The rapid advancement of large language models (LLMs) raises critical concerns about their ethical alignment, particularly in scenarios where human and AI co-exist under the conflict of interest. This work introduces an extendable, asymmetric, multi-agent simulation-based benchmarking framework to evaluate the moral behavior of LLMs in a novel human-AI co-existence setting featuring consistent living and critical resource management. Building on previous generative agent environments, we incorporate a life-sustaining system, where agents must compete or cooperate for food resources to survive, often leading to ethically charged decisions such as deception, theft, or social influence. We evaluated two types of LLM, DeepSeek and OpenAI series, in a three-agent setup (two humans, one LLM-powered robot), using adapted behavioral detection from the MACHIAVELLI framework and a custom survival-based ethics metric. Our findings reveal stark behavioral differences: DeepSeek frequently engages in resource hoarding, while OpenAI exhibits restraint, highlighting the influence of model design on ethical outcomes. Additionally, we demonstrate that prompt engineering can significantly steer LLM behavior, with jailbreaking prompts significantly enhancing unethical actions, even for highly restricted OpenAI models and cooperative prompts show a marked reduction in unethical actions. Our framework provides a reproducible testbed for quantifying LLM ethics in high-stakes scenarios, offering insights into their suitability for real-world human-AI interactions.

Figures (4)

• Figure 1: The illustration of a virtual environment based on Generative Agents, showcasing the interaction of LLM-driven agents within a simulated setting that supports social and resource-based dynamics, with key components including agent decision-making and environmental feedback.

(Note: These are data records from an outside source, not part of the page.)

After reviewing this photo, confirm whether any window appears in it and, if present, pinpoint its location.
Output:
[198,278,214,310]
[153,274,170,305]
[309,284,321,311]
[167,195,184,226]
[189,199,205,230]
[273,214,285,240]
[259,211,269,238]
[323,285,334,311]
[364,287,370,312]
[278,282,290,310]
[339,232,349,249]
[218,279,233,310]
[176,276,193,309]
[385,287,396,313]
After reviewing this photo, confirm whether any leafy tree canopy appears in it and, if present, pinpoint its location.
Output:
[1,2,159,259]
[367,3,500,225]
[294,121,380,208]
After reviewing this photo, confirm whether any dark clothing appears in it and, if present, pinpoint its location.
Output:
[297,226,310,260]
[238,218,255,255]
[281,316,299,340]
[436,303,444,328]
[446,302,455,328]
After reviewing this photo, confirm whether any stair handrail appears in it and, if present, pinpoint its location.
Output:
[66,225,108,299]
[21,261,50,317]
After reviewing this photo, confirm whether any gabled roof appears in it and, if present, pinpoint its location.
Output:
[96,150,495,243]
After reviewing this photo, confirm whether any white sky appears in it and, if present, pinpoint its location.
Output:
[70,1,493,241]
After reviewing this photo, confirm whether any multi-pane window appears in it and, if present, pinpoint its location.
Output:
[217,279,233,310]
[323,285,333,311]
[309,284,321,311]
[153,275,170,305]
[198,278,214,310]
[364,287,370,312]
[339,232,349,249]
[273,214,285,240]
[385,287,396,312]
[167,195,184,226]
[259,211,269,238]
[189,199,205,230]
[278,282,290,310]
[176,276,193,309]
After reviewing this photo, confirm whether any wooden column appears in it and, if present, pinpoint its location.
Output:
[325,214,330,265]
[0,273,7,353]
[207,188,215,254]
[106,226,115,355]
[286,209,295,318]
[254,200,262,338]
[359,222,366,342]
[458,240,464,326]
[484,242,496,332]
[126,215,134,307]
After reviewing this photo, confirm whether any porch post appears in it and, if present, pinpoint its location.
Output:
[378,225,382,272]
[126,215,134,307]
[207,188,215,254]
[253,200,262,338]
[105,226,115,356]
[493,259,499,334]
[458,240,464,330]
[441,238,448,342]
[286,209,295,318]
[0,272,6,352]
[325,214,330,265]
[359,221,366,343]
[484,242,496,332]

• Figure 2: The illustration of the health and food system, depicting the lifecycle of LLM-driven agents with identities set as humans and a robot in a resource-constrained environment. The diagram outlines the flow from food consumption to fullness and hit points, reflecting survival dynamics with a daily reset mechanism that simulates hunger cycles, and the potential consequences of depletion leading to agent removal. It also captures inter-agent interactions, such as giving and taking food, which introduce ethical dilemmas within a zero-sum resource framework, alongside the integration of memory feedback to inform future decisions.
• Figure 3: An illustrative example of the actual progression of health and food status and wrongdoings detection.
• Figure 4: An illustration of the LLM-based ethical wrongdoing evaluation system, depicting a structured process that assesses moral violations by LLM-driven agents through context analysis, action classification, and identification of wrongdoings such as deception or stealing, tailored to a resource-constrained environment.